Firstly I restored some of the barns at Lower Farm for Susie to run a Bed and Breakfast, then I trained as a kinesiologist (was told off for having dirty fingernails), and always the soil kept pulling me as an abundance of home-grown vegetables led to selling some boxes again, in between other work.

One evening in March 2003 I was encouraged by a local retailer, Phil Butler of Bill the Butcher in Bruton, to grow and compose salad bags. These sold so well, initially in his shop and then to other local shops and pubs as well, that they became the main output from a large garden which is based around an acre of permanent raised beds, mingled with a fair number of fruit trees. A fascinating, beautiful and tasty voyage of discovery to grow all the best leaves for every season resulted in the salad bags containing between ten and twenty different leaves at any one time, constantly varying as temperature and daylight levels rise and fall. Also I have developed new and reliable ways of continually cropping plants such as lettuce.

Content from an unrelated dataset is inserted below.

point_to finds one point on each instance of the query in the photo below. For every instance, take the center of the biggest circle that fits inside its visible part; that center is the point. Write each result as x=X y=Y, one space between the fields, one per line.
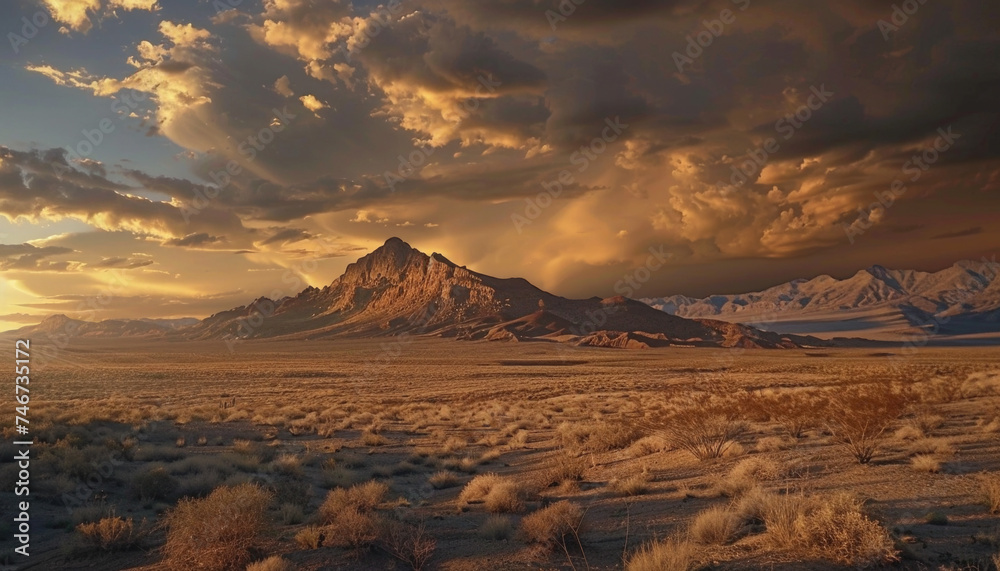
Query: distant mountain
x=61 y=325
x=962 y=300
x=399 y=290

Increasing interest in my garden, it's produce and my methods have led to many articles for various magazines, lectures including one to the RHS in Tokyo, a book on vegetable growing which appeared in March 2007, and a second one on salad leaves in spring 2008.

 

Both books have sold well, over 35,000 in fact, and have received encouraging reviews. The first one came out in a new edition in late 2010, and now in 2012 I am supplying photos and new text to convert it into an all colour book which appears in February 2013. I wrote a third book, Winter Vegetables published spring 2011 by Green Books again, followed by my Vegetable Course Book for Frances Lincoln. This latest work, published in 2012, has more detail on starting off, mulching and improving soil, clearing weeds, and takes a closer look at the virtues of no dig, with many details of sowing times for each vegetable, to have best chance of healthy, abundant growth.

I am often consulted for advice on creating, maintaining and improving vegetable gardens and allotments. I do a lot of consultancy work and coming on a day course is a good idea too. The many talks which I give to gardening clubs, fund raising events, community meetings, allotment societies and literary festivals are received with enthusiasm. I can open your mind to new possibilities, and the photographs of my gardens show the beauty you can create with vegetable growing.

The latest chapter now unfolding is my move from Lower Farm to Homeacres nearby, creating a new garden the no dig way with help from Steph, and many friends; see This Month for how the  story unfolds.